The Fourth of July usually brings TV reruns of Yankee Doodle Dandy, with James Cagney hoofing up a storm as uberpatriot-composer George M. Cohan. It’s a great film directed by Michael Curtiz, but may I direct your attention to another red white and blue epic, directed by Curtiz the following year, 1943. It’s one of the great forgotten blockbuster movies.
This is the Army is little more than a musical revue; one production number after another with a cast that includes hundreds of actual GIs singing and dancing on a great stage. It’s a “backstage” musical with the thinnest of plotlines enacted by the likes of George Murphy, Joan Leslie, George Tobias, and a cute little pompadoured fella named Ronald Reagan.
But mostly there are songs — 19 of them — all written by Irving Berlin. There are so many songs to go around, in fact, that Berlin himself sings one: his World War I novelty tune “Oh How I Hate to Get Up in the Morning,” which by 1943 was already a golden oldie. Kate Smith is also on hand to belt out “God Bless America,” and He darned well better with a delivery like that.
This is the Army was the biggest box office hit of 1943, and Warner Bros. didn’t get a penny of it: the film’s proceeds went to The Army Emergency Relief Fund (still doing its good work today in Alexandria, Va., helping needy families of active duty soldiers). Perhaps because the studio had no lasting financial interest in it, This is the Army fell from view and even slipped into the public domain in the 1970s. It became remembered — if at all — for the fact that it starred two future governors of California, Murphy and Reagan. (Arnold Schwarzenegger wasn’t even born yet).
It’s big, it’s brassy, it bounces with patriotic fervor. And it also has, for my money, the most sobering finale in movie history.
In what still stands as the largest-scale musical production number ever mounted, hundreds of soldiers — real GIs enlisted from camps around Los Angeles and ultimately bound for war — march, sing and drill their way through a song called, chillingly, “This Time Is the Last Time.”
“We’re dressed up to win,” they sing (the original lyric, changed at the studio’s insistence, was “We’re dressed up to kill”).

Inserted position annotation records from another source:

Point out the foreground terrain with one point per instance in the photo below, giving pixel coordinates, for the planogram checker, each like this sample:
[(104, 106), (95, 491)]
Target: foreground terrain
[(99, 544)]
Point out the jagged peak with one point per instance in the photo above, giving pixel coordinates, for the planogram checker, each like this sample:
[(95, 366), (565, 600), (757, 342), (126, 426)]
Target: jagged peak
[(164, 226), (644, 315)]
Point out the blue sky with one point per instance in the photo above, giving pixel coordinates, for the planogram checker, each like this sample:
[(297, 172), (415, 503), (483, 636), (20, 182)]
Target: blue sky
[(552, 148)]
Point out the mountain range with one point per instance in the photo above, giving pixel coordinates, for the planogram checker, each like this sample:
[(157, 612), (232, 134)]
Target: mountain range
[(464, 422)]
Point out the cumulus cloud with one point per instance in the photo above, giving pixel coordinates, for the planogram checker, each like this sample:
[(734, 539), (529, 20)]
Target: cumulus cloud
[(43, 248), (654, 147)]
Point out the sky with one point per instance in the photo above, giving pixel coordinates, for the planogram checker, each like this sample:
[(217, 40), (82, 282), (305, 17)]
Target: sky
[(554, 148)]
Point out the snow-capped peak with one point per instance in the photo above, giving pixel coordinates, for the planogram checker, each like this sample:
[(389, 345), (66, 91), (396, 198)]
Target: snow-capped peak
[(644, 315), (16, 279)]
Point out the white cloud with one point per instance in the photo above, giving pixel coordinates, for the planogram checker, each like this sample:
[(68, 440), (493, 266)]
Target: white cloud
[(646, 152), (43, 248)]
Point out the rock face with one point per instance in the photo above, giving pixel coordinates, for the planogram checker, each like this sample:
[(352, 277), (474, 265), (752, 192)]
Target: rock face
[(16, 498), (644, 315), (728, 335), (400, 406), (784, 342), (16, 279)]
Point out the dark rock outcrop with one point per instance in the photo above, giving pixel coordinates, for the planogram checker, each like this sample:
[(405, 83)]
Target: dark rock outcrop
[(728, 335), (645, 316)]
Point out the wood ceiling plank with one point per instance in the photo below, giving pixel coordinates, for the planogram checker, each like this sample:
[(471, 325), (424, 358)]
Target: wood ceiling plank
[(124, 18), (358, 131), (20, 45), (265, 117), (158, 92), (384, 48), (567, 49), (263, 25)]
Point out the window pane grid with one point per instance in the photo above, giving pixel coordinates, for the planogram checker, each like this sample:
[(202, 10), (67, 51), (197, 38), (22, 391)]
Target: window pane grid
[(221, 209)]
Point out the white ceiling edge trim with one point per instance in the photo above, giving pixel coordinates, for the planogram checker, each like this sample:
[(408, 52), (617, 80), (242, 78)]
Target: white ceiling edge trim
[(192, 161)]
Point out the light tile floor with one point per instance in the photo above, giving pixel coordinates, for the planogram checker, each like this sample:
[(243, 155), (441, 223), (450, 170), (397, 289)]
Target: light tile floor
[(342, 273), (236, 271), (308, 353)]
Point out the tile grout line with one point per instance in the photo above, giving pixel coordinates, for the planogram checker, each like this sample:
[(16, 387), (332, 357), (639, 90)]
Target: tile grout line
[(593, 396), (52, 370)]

“We are just beginning/And we won’t stop winning/Till the world is free.
“We’ll fight to the finish this time/And we’ll never have to do it again!”
Did Irving Berlin, did the filmmakers, did those poor soldiers really think this would be the end of war? The song and the movie posit the theory that World War II was really just a continuation of World War I, “the war that wasn’t won.” Surely everyone involved remembered how that “war to end all wars” thing worked out. But there they are, hundreds of them, mounting their bayonets in great choreographed unison, lunging forward as one, playing at killing before they would ship out to do it for real.
Less than a decade later we’d be in Korea. A decade after that, Vietnam. From the perspective of the 2000s, “This Time is the Last Time” rings hollow, like a death knell. All great songs speak truth. Sadly, “This Time” sings a wishful truth of the heart; the most fragile kind of truth there is.